«Landsgemeinde» der Bauarbeiter in Olten

Heute haben sich in Olten über 250 Bauarbeiter aus der ganzen Schweiz zu einer «Landsgemeinde Bau» versammelt. Sie diskutierten die Ausgangslage für die anstehende Erneuerung des Landesmantelvertrages (LMV) im Bauhauptgewerbe und machten klar, dass sie bereit sind, für mehr Schutz für ihre Gesundheit und bessere Arbeitsbedingungen zu kämpfen.

Ende Jahr läuft der LMV aus und muss neu verhandelt werden. Die erste Verhandlungsrunde hat Ende Februar stattgefunden. Dort machte sich die Gewerkschaftsdelegation für die Forderungen der Bauarbeiter stark, welche über 17’500 Bauarbeiter in einer breiten Abstimmung vergangenen Herbst festgelegt hatten. Sie setzen dabei den Akzent auf mehr Schutz für die Gesundheit und ein Ende des Stundenklaus.

Die Bauarbeiter fordern insbesondere:

  1. Klare Regeln für die Einstellung der Arbeit bei gefährlichem Schlechtwetter und extremer Hitze
  2. Weniger lange Arbeitstage
  3. Mehr Schutz vor Entlassung für ältere Bauarbeiter
  4. Voll bezahlte Reisezeit, Schluss mit Stundenklau
  5. Eine Woche mehr Ferien als Ausgleich zum steigenden Druck
  6. Eine zusätzliche bezahlte Pause
  7. Saubere Baustellen mit mehr Toiletten

Wie nötig Verbesserungen der Arbeitsbedingungen im Bauhauptgewerbe sind, zeigt der Fachkräftemangel auf allen Stufen drastisch auf. Die Zahl der Lehrlinge, welche in die Bauberufe einsteigt, hat sich in den letzten 10 Jahren halbiert. Jeder zweite Bauarbeiter steigt über kurz oder lang aus dem Beruf aus und wechselt die Branche. Es fehlen heute ausserdem auch immer mehr Baukader. Die Situation wird sich noch verschärfen, wenn in den kommenden Jahren die Babyboom-Generation in Rente geht.

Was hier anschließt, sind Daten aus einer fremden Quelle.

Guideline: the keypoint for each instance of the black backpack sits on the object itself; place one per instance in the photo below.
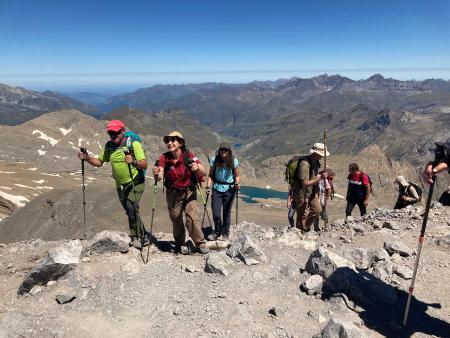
(292, 168)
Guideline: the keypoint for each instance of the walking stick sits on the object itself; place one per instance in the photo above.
(153, 202)
(325, 180)
(237, 203)
(205, 211)
(419, 250)
(83, 188)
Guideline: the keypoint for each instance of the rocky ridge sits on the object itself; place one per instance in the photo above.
(350, 281)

Mehr Überstunden und weniger Lohn

Die Verhandlungsdelegation informierte an der Landsgemeinde auch über die Position des Schweizerischen Baumeisterverbandes (SBV). Obwohl die Arbeitgeber in der ersten Verhandlungsrunde im Februar ihre konkreten Forderungen noch verdeckt hielten, machten sie klar, wohin die Reise gehen soll: längere Arbeitstage, noch mehr Überstunden und gleichzeitig Lohnabbau. Insbesondere sollen im Sommer Arbeitswochen von bis zu 50 Stunden zum Normalfall werden. In der öffentlichen Kommunikation droht der SBV zudem unverhohlen mit einem vertragslosen Zustand, falls die Bauarbeiter nicht auf die Abbau-Forderungen eingehen.

Es geht um viel – die Bauarbeiter sind bereit, zu kämpfen

Die Antwort der Bauarbeiter auf die Frontalattacke der Arbeitgeber blieb an der Versammlung nicht aus. «Wir bauen Häuser, Fabriken, Strassen, Brücken und Tunnels. Wir sorgen dafür, dass hier alle gut wohnen, die Unternehmen produzieren können und der Verkehr zirkuliert. Warum gibt es so wenig Respekt für uns und unsere Gesundheit?», brachte es ein Bauarbeiter auf den Punkt.

Die Bauarbeiter haben bereits begonnen, sich auf den Baustellen zu organisieren. Sie rufen zu einer grossen Kundgebung am 25. Juni in Zürich auf. Tausende von Bauarbeiter wollen da ein deutliches Zeichen setzen: Wir sind bereit, für bessere Arbeitsbedingungen und einen guten Vertrag zu kämpfen! Um dies zu unterstreichen, zogen die Teilnehmenden im Anschluss an die Versammlung auf die Bahnhofbrücke in Olten für eine symbolische Aktion.